At least once every five (5) years the Property Appraiser’s office is required by Florida Statutes to visit and review every property in the county. However, property values may change each year due to market activity and other factors which affect value. The sales comparison is one method of determining value. Other methods include the cost approach and the income approach.

How will I know the value that has been placed on my property?

Each August you will receive a Notice of Proposed Property Taxes as required by law. This is an important piece of information. When you receive it in the mail it will say “DO NOT PAY – This is not a bill.” Please review this information carefully. It will give you the assessed value of your property, any exemptions, and the taxable value of your property for the upcoming year. It will also show you the proposed taxes for the upcoming year as set by the taxing authorities as well as the dates for their public hearings to discuss their budgets.

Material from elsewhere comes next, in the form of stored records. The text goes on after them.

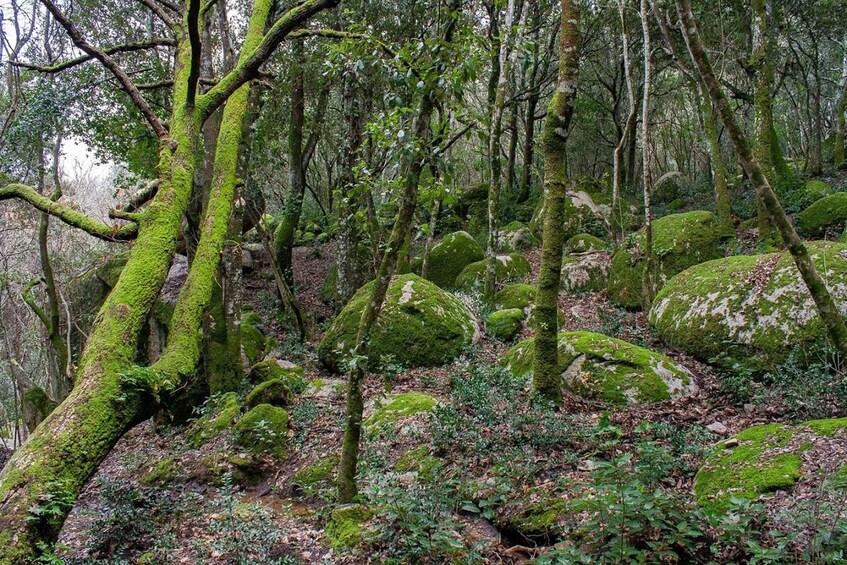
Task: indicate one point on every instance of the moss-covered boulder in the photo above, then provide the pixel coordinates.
(679, 241)
(401, 406)
(828, 212)
(760, 460)
(600, 367)
(751, 310)
(515, 236)
(420, 325)
(447, 259)
(264, 429)
(274, 392)
(291, 375)
(506, 324)
(218, 416)
(586, 272)
(513, 266)
(346, 527)
(584, 242)
(518, 295)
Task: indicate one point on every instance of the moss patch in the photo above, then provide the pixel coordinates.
(420, 325)
(447, 259)
(505, 325)
(752, 310)
(402, 406)
(604, 368)
(346, 528)
(679, 242)
(264, 429)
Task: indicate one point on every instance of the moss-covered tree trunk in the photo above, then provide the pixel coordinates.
(826, 307)
(546, 378)
(108, 399)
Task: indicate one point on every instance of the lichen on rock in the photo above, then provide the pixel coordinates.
(607, 369)
(420, 325)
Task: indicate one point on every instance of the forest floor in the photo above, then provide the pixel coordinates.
(195, 515)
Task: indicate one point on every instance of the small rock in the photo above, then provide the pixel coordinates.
(717, 428)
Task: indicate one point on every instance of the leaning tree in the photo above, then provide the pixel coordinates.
(112, 390)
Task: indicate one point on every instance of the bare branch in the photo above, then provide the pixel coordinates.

What if I think my assessed value is too high?

If you believe the assessed value of your property is too high or if you believe you should have received an exemption that does not show, you should contact the Property Appraiser’s office at once. The matter can be discussed and probably be resolved at that time. If you still feel your value is too high, you can file a petition with the Value Adjustment Board.

Can I get a homestead exemption if I rent a home or lot?

No. you must own the property on which you make an application. If you own a mobile home, but not the land on which it sits, you would not qualify for the homestead exemption. The mobile home would not be assessed on the tax roll. You would be required to purchase an annual mobile home tag through the Tax Collector’s office.

What if I own the mobile home and the land?

You could then qualify for homestead exemption. Even if you did not qualify for homestead exemption, you are required by Florida Statutes to purchase real property (RP) stickers for the mobile home. The mobile home would then be assessed as part of the real estate on the tax rolls.